Southern Azerbaijani contains many Arabic and Persian words that are not familiar to northern speakers. This began to increase in 1828.

Dialect groups 
The main dialect groups are Eastern (Derbent, Baku, Shamakhi, Mugan and Lankaran dialects), Western (Qazakh, Karabakh, Ganja and Ayrum dialects), Northern (Nukha, Zaqatala - Qakh dialects) and Southern (Yerevan, Nakhchivan, Ordubad and Tabriz dialects). The dialects are mutually intelligible but differ with regard to accent, syntax, and vocabulary. Eastern and northern groups of dialects were influenced by the Kypchak language.

The dialects can be distinguished by geographical location such as Iran, Turkey, Iraq, Dagestan and Georgia. Afshar, Qashqai, Aynallu, Bayat, Shahsven, Qajar and Turkman dialects stem from these areas. Others are Tabriz, Urmia, Khoy, Kushchinskiy (central Ostan), Maraga, Merende, Uryantepin, Turkmenchay, Ardabil, Sarabian, Mian, Galugiha (Mazandaran), Lotfabad and Dergez (Khorasan- Rizaui) dialects.

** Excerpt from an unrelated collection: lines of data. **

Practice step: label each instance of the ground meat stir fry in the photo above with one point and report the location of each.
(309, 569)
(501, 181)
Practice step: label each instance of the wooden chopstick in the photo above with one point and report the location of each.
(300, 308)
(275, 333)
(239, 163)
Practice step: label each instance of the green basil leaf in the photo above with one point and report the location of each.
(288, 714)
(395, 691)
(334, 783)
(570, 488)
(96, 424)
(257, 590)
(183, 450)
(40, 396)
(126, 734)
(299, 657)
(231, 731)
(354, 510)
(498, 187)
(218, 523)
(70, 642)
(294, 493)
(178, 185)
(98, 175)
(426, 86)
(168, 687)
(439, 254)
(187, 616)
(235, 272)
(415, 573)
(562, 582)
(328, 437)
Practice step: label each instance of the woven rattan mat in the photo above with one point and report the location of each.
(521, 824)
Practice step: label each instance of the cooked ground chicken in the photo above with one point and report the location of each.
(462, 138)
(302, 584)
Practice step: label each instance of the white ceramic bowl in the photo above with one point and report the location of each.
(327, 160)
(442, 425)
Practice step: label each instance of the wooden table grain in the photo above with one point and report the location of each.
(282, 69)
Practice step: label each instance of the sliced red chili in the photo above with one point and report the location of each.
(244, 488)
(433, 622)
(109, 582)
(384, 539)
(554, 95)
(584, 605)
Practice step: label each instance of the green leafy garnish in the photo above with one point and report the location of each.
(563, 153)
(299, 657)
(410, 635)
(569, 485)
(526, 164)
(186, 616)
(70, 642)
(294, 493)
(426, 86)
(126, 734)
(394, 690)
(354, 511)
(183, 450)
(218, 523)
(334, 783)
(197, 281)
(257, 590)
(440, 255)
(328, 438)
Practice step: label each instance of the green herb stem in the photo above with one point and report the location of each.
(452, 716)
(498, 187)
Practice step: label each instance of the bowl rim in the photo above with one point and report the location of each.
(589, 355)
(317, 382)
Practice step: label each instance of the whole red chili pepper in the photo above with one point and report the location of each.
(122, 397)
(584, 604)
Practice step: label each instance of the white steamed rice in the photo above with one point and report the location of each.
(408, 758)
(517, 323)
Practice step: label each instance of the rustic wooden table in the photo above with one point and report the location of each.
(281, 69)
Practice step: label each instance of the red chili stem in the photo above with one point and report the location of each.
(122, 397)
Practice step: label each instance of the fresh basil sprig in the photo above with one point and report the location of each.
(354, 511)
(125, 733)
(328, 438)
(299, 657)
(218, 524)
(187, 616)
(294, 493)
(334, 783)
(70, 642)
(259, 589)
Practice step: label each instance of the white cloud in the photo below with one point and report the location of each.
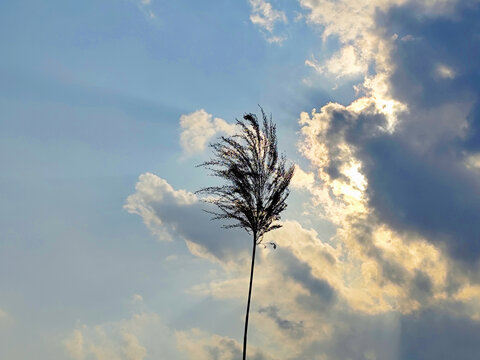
(445, 71)
(200, 345)
(302, 179)
(145, 6)
(141, 336)
(265, 16)
(198, 127)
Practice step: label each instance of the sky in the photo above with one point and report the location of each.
(106, 108)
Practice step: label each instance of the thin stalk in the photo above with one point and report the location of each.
(249, 296)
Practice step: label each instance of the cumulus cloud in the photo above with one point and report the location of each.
(198, 127)
(145, 6)
(395, 166)
(265, 16)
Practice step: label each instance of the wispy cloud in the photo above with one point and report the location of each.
(265, 16)
(197, 128)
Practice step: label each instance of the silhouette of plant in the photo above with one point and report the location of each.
(256, 187)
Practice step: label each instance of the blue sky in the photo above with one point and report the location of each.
(106, 108)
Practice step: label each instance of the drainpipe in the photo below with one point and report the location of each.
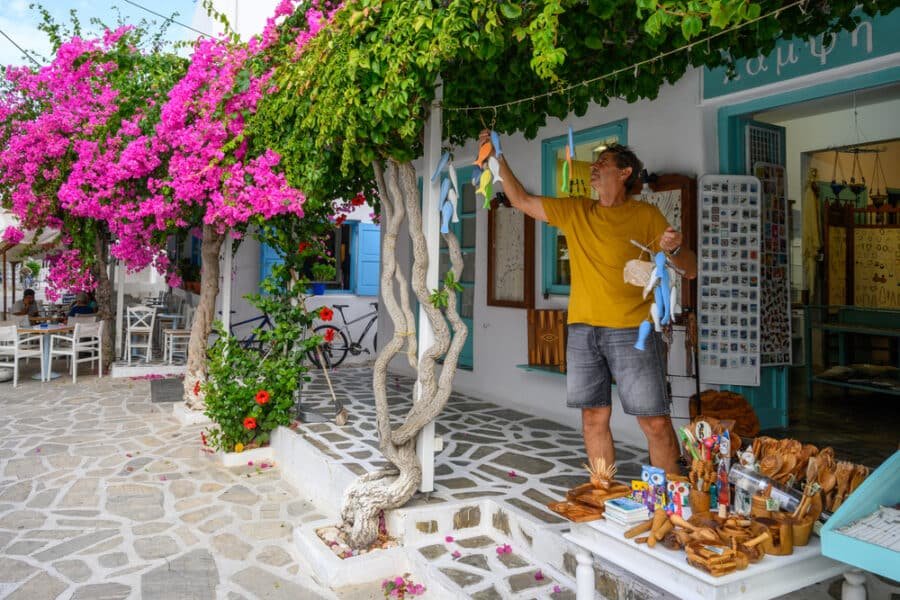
(430, 223)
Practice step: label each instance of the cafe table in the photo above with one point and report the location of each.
(46, 330)
(668, 569)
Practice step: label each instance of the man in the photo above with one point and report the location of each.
(82, 305)
(26, 306)
(604, 311)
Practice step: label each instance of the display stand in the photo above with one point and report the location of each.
(882, 487)
(669, 570)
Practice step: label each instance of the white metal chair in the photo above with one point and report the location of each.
(139, 331)
(85, 339)
(14, 347)
(176, 340)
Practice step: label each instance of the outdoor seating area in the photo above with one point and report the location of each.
(170, 508)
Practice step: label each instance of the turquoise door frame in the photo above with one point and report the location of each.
(770, 399)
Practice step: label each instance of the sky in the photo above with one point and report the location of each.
(20, 23)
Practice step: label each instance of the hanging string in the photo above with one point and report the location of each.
(633, 68)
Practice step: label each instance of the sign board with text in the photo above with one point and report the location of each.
(872, 38)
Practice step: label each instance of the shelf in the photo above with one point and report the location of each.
(549, 369)
(856, 386)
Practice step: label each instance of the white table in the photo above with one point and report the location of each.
(668, 569)
(46, 374)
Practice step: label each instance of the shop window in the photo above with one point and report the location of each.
(589, 144)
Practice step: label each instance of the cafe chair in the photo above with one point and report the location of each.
(14, 347)
(139, 331)
(84, 344)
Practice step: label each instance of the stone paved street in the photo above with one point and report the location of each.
(104, 495)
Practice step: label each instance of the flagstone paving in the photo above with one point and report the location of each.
(104, 495)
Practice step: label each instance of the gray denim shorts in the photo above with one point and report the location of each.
(597, 355)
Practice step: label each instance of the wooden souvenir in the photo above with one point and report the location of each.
(576, 511)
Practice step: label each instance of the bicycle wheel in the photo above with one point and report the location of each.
(333, 352)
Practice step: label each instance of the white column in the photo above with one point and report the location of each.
(431, 229)
(120, 309)
(226, 282)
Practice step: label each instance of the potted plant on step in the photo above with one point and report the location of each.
(322, 273)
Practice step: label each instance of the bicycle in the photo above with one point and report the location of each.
(335, 351)
(251, 341)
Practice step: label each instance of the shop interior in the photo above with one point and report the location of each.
(846, 147)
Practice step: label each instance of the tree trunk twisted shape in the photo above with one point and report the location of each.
(203, 318)
(392, 487)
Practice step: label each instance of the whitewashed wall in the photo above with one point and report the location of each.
(667, 136)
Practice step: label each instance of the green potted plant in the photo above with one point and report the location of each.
(249, 391)
(322, 273)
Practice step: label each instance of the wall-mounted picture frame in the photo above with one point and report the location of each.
(510, 256)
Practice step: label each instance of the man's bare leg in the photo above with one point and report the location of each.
(661, 442)
(598, 440)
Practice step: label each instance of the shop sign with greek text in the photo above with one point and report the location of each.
(873, 37)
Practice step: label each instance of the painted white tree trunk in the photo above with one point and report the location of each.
(203, 318)
(390, 488)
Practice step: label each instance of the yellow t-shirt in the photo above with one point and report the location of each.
(599, 241)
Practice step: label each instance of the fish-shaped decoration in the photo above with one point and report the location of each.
(453, 198)
(476, 176)
(445, 158)
(483, 153)
(494, 166)
(486, 188)
(495, 140)
(451, 170)
(445, 189)
(446, 216)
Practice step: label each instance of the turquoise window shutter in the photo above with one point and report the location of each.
(368, 259)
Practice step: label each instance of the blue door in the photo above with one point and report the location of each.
(268, 258)
(366, 253)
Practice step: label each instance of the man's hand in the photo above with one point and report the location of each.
(484, 137)
(671, 240)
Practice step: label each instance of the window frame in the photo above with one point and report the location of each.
(549, 233)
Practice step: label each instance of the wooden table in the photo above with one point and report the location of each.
(669, 570)
(46, 374)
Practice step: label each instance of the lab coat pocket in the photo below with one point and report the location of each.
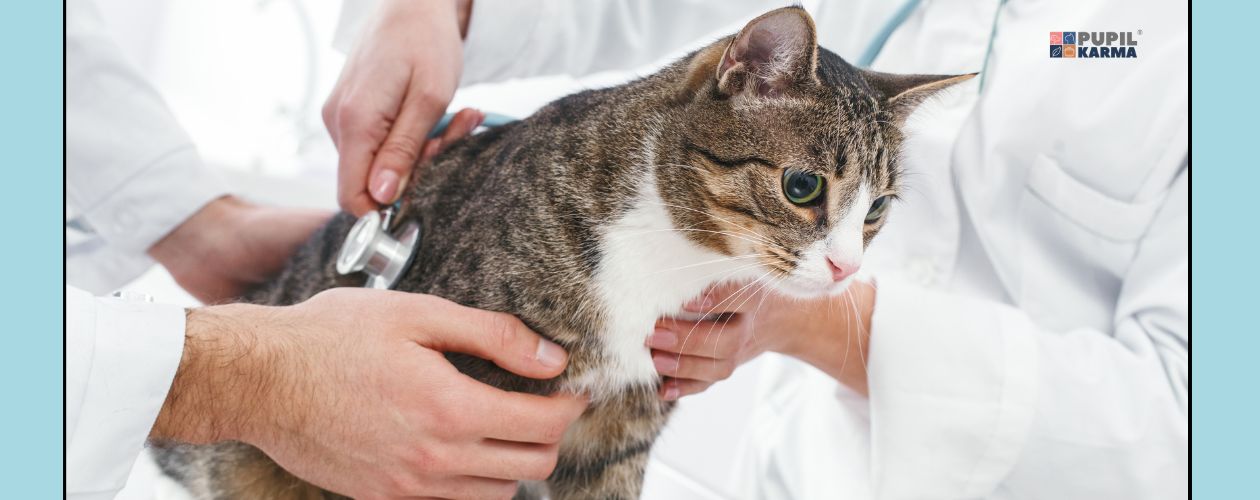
(1075, 247)
(1095, 212)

According to Encyclopedia Iranica:

According to Ethnologue, North Azerbaijani has the following regional dialects, each of which is slightly different from the other: "Quba, Derbend, Baku, Shamakhi, Salyan, Lenkaran, Qazakh, Airym, Borcala, Terekeme, Qyzylbash, Nukha, Zaqatala (Mugaly), Qabala, Nakhchivan, Ordubad, Ganja, Shusha (Karabakh), Karapapak, Kutkashen, Kuba". While South Azerbaijani has the following dialects: "Aynallu (Inallu, Inanlu), Karapapakh, Tabriz, Afshari (Afsar, Afshar), Shahsavani (Shahseven), Moqaddam, Baharlu (Kamesh), Nafar, Qaragozlu, Pishagchi, Bayat, Qajar".

Publications 
The first comparative analysis of the Turkic (Azerbaijani) dialects was carried out by Mirza Kazimbey in his 1839 book The General Grammar of the Turkish – Tatar Language.

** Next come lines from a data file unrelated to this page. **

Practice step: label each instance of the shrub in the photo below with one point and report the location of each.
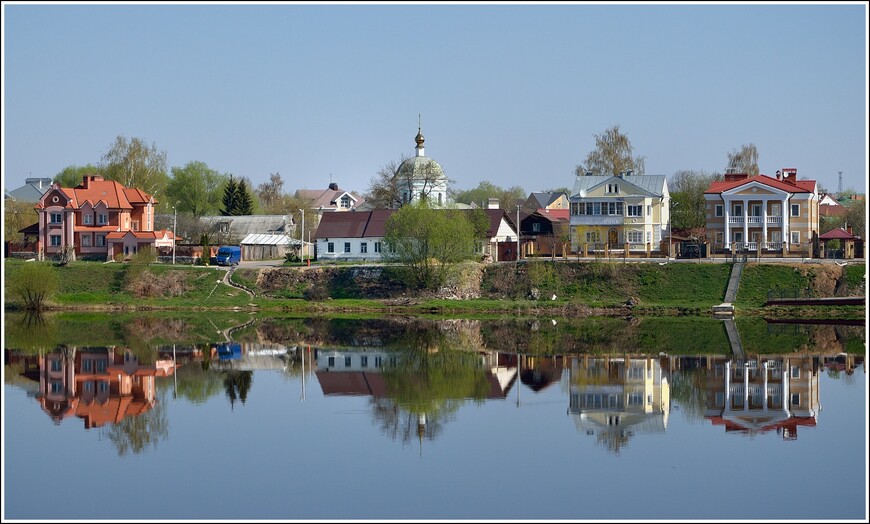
(34, 283)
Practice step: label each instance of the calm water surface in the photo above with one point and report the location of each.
(432, 424)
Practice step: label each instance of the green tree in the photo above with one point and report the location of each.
(237, 200)
(33, 283)
(428, 242)
(134, 163)
(743, 160)
(687, 192)
(196, 188)
(385, 189)
(271, 195)
(612, 155)
(71, 176)
(17, 215)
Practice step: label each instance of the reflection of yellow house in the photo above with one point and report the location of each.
(615, 398)
(98, 385)
(618, 212)
(753, 396)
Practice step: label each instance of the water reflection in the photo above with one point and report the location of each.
(419, 374)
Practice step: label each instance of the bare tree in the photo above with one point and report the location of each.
(744, 160)
(611, 156)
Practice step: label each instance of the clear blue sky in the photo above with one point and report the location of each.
(513, 94)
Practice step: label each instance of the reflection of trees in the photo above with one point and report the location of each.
(237, 384)
(135, 433)
(31, 332)
(427, 386)
(689, 389)
(195, 383)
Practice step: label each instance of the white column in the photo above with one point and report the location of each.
(786, 213)
(727, 224)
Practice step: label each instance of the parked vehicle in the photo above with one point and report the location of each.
(228, 256)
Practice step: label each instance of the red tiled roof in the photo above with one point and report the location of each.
(799, 186)
(838, 233)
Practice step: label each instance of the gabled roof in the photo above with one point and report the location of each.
(363, 224)
(94, 190)
(243, 225)
(327, 198)
(798, 186)
(544, 199)
(647, 184)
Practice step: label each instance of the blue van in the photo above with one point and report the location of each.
(228, 256)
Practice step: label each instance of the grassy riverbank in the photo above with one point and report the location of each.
(530, 288)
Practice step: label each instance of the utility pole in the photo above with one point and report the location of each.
(174, 228)
(302, 233)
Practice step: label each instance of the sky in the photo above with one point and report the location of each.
(511, 93)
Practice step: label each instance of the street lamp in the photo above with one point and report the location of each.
(174, 228)
(670, 228)
(302, 232)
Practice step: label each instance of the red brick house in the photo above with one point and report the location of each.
(99, 218)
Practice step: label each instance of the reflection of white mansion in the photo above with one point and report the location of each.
(761, 395)
(358, 372)
(616, 398)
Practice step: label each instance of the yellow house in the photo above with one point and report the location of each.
(760, 214)
(615, 212)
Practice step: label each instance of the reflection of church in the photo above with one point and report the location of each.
(616, 398)
(98, 385)
(765, 394)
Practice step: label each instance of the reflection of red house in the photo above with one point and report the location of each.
(98, 385)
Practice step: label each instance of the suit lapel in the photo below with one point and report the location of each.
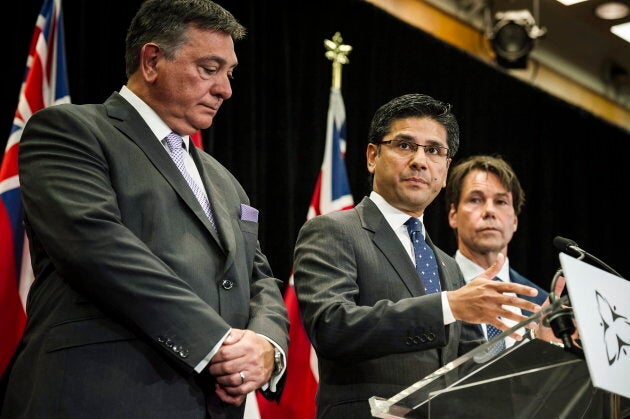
(127, 120)
(386, 240)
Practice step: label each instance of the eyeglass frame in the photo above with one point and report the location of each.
(415, 146)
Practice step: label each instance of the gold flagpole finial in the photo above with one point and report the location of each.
(337, 52)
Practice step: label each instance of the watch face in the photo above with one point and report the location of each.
(278, 364)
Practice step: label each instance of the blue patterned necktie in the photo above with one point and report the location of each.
(426, 265)
(176, 151)
(493, 331)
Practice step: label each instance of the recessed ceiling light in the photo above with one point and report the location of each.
(622, 30)
(570, 2)
(612, 10)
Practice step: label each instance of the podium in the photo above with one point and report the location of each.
(530, 380)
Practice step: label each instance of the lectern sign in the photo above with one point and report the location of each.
(601, 306)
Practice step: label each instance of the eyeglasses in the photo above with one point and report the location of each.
(406, 148)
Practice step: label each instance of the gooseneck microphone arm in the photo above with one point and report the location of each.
(571, 248)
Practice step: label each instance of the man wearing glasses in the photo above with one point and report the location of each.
(383, 306)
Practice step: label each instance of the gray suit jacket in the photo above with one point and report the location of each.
(365, 311)
(133, 285)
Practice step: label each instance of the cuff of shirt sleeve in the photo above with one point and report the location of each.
(446, 310)
(275, 378)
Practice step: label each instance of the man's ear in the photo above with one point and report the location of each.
(149, 57)
(452, 216)
(370, 156)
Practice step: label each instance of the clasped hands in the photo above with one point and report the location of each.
(243, 364)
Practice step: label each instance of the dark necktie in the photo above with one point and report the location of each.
(176, 151)
(426, 265)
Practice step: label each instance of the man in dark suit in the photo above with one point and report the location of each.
(152, 297)
(375, 329)
(484, 198)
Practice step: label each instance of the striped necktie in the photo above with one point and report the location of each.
(426, 265)
(176, 151)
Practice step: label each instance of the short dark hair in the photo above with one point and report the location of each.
(165, 22)
(415, 105)
(494, 164)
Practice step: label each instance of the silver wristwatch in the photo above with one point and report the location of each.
(278, 361)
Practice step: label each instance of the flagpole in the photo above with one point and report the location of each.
(337, 52)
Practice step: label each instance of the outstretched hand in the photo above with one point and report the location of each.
(484, 300)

During 1924 - 1930, Soviet researchers collected some 60 thousand dialect words. The program was prepared to compile a comprehensive dictionary. N.I. Ashari led this program. The Academy of Sciences of the Azerbaijan SSR published a one-volume dictionary named Dialectological Dictionary of the Azerbaijani Language in 1964, which covered more than six thousand words.

At the end of the 20th century and the beginning of the 21st century, the Dictionary of the Dialects of the Azerbaijani language was published. The dictionary contained samples from Zangibasar, Sharur, Yardimli, Tebriz, Gubadli, Lachin, Kalbacar, Balakan, Qakh and Zagatala.